In the last week of March, the health system was seeing ED volumes down by more than 40%. “We assume that people with chronic conditions are probably not getting the level of care they were getting before because it’s not coming into the healthcare system,” Roberts said. That could be building up to become a later surge among patients with exacerbations in those chronic conditions, she said. “Whether it’s heart disease or cancer or whatever other chronic problems people may have, we are going to see more acute, exacerbation’s of those illnesses if we don’t figure out a way to promote access in the next few weeks,” Roberts said. “The country will squeak by for a few weeks but I’m not sure the country could squeak by for multiple months. At that point, we’re going to start seeing more active disease coming into the hospitals.”

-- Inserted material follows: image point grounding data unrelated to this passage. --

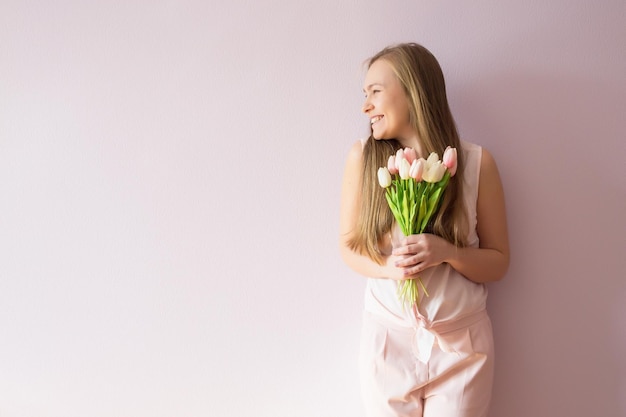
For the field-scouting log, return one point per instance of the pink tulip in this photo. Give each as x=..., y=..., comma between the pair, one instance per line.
x=450, y=160
x=391, y=165
x=399, y=157
x=417, y=168
x=410, y=155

For example, one of the more widely reported groups that have raised concerns are patients who have seen surgeries for slow-growing cancers delayed as both health systems and the government have pushed for cancellations of elective procedures to preserve protective equipment and bed capacity. “Those decisions have been made with a whole lot of thought with specialists, and conferences of specialists, to make sure that nobody is going to be harmed by the delay in the surgeries. For example, any kind of fast-growing cancer is going to get surgery now,” Roberts said. “But all of this stuff is going to back up. It will.”What should health systems be doing to prepare? Roberts said there is ongoing consideration of having hospitals devoted to non-COVID patients.

“That’s easier said than done. It sounds like a great idea when you say it because of the testing delays we’ve had and the problems getting access to testing, it’s hard to know who is and who isn’t infected with COVID,” she said. “Once we have enough rapid tests that we can look at an entire population of people than we probably can have facilities that only take care of COVID patients or only take care of non-COVID patients. That will probably vary market by market. My guess is that will be one remedy to do that.”

She said once hospitals start feeling confident they have passed their peak of COVID cases, they can begin opening up regular beds to patients of all kinds.  Telehealth may help blunt the problem, Robert said.

“But I think that’s going to be a longer-term proposition,” she said. “Telehealth is exploding right now, but the explosion in telehealth services tends to be very focused on the COVID epidemic itself. So home monitoring around COVID, hospital at home around COVID, using telemedicine in our hospitals is around COVID,” Roberts said. “Once this pandemic has peaked and we’re on the back end of it, I expect we’re going to start by seeing a whole lot more telehealth visits broadly with all kinds of issues. That’s not really the case in any sort of systematic way right now.”